# 2 Lans gleichzeitig Verbindung zum Internet gestatten



## PingpongRueppel (24. Juni 2004)

Ich habe Windows XP und ein vorhandenes LAN, über das mein Mitbewohner und Laptopgäste über meinen PC online gehen. Jetzt habe ich aber auch einen PDA mit Bluetooth Funktionalität. Mit dem würde ich auch gerne Online gehen. Also habe ich die DFÜ-DSL Verbindung so geändert, das die LAN Freigabe auf die BluetoothLan umgelegt ist. Funktioniert auch alles schön und gut, ich bin mit dem PDA wirelessly online und kann überall mit msn chatten wie ich will. Einziges Problem: Das funktioniert nur jeweils mit einem Lan. D.H. entweder ich gestatte dem schon vorhandenen gekabeltem Lan eine Verbindung ins Internet, oder dem Bluetooth Netzwerk. 

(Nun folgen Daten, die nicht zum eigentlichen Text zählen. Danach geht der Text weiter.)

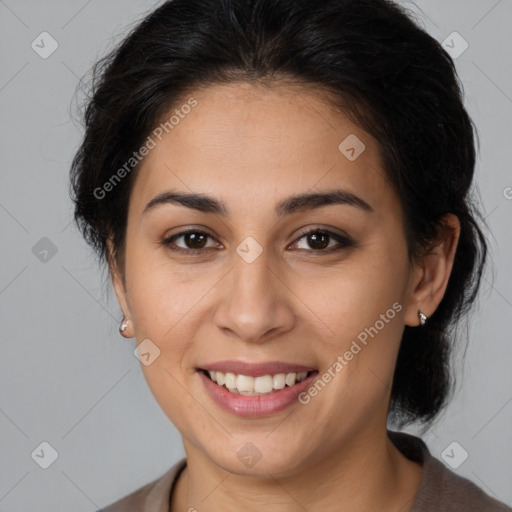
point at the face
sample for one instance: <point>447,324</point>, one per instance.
<point>250,286</point>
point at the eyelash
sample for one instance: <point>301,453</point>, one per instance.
<point>343,240</point>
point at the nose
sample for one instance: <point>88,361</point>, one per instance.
<point>256,305</point>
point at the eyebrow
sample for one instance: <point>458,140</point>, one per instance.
<point>292,204</point>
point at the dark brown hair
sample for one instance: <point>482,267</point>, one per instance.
<point>394,79</point>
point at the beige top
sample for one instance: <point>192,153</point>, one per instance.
<point>440,490</point>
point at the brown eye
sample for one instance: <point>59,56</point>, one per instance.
<point>193,240</point>
<point>319,240</point>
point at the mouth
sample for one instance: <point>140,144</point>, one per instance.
<point>261,385</point>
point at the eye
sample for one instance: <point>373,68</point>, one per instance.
<point>194,240</point>
<point>319,239</point>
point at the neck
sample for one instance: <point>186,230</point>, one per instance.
<point>367,473</point>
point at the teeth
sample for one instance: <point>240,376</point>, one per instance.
<point>250,386</point>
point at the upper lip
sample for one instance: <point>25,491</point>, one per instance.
<point>255,369</point>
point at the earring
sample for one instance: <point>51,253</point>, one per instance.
<point>123,326</point>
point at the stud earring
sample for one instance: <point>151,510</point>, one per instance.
<point>123,326</point>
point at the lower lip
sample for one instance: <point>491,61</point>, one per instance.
<point>255,406</point>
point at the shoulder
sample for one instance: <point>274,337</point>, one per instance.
<point>151,497</point>
<point>441,489</point>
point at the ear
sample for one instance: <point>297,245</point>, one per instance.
<point>430,278</point>
<point>118,281</point>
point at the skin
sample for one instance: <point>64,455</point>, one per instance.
<point>251,147</point>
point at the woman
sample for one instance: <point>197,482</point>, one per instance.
<point>280,190</point>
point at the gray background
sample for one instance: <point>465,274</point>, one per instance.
<point>68,378</point>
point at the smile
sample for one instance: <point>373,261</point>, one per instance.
<point>255,386</point>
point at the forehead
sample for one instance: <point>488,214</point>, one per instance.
<point>246,143</point>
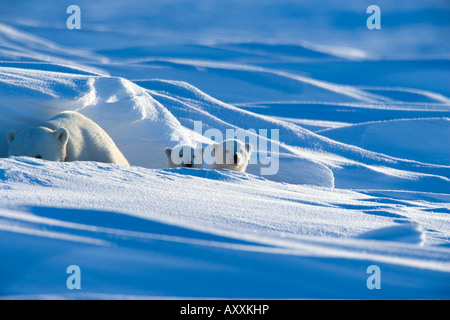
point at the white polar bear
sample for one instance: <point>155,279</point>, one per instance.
<point>68,136</point>
<point>184,156</point>
<point>232,155</point>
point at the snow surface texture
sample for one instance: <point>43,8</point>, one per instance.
<point>364,163</point>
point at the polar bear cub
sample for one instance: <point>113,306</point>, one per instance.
<point>232,155</point>
<point>69,136</point>
<point>184,156</point>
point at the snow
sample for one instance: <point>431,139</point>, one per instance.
<point>363,173</point>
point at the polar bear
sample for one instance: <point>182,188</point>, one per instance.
<point>184,156</point>
<point>69,136</point>
<point>232,155</point>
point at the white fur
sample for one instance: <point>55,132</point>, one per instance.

Wie kann ich beiden Zugang zum Internet schaffen? Denn abends im Bett nochmal n paar eMails zu schreiben ist doch schon ein ganz nettes Feature bei so nem tollen PDA.


----------



## Sicaine (24. Juni 2004)

Hm kommt mir so vor als hättest du 2 netze? Also von der subnetzmask her. Kannst du bei deinem pda nich den i-netpc als proxy einstellen? weil normal sollte der Accesspoint routen.


----------



## PingpongRueppel (24. Juni 2004)

*Huh?*

Danke für Deine Antwort, aber irgendwie glaube ich, das du mich nicht ganz richtig verstanden hast. Ich habe keine Accesspoint oder so. Nur einen Bluetooth Stick. Zwischen PDA und meinem Rechner (Server zum Internet) habe ich die LAN Funktion aktiviert, d.h. das ist ein ganz normales Lan.
Dann habe ich noch mein herrkömmliches Lan, was über meine 2te Netzwerkkarte bei meinem Rechner endet. 

Ich habe also 2 Netzwerkkarten und einen Bluetoothstick, wobei der Bluetoothstick und eine Netzwerkkarte als jeweils eigenständiges LAN anzusehen sind, und die übrige Karte die DSL Verbindung nach draussen ist. 

Mit Internet Connection Sharing kann ich das Internet auf ein LAN freigeben, d.h. ich wähle ein Lan aus, das Internetverbindung über meinen Rechner bekommt. ICH allerdings habe 2 Lans - und will auch beide ins Internet bringen. Wie geht das?


----------



## gothic ghost (25. Juni 2004)

Hallo,
Probiere es mal mit einer Netzwerkbrücke, markiere beide Lans
Bluetooth und die Andere, Rechtsklick -> Eigenschaften -> überbrücken.
Evtl. auch mit allen drei Einträgen: Bluetooth, Lan und Karte für DSL.
Probiere mit "überbrücken" alle Varianten durch, eine müßte passen.


----------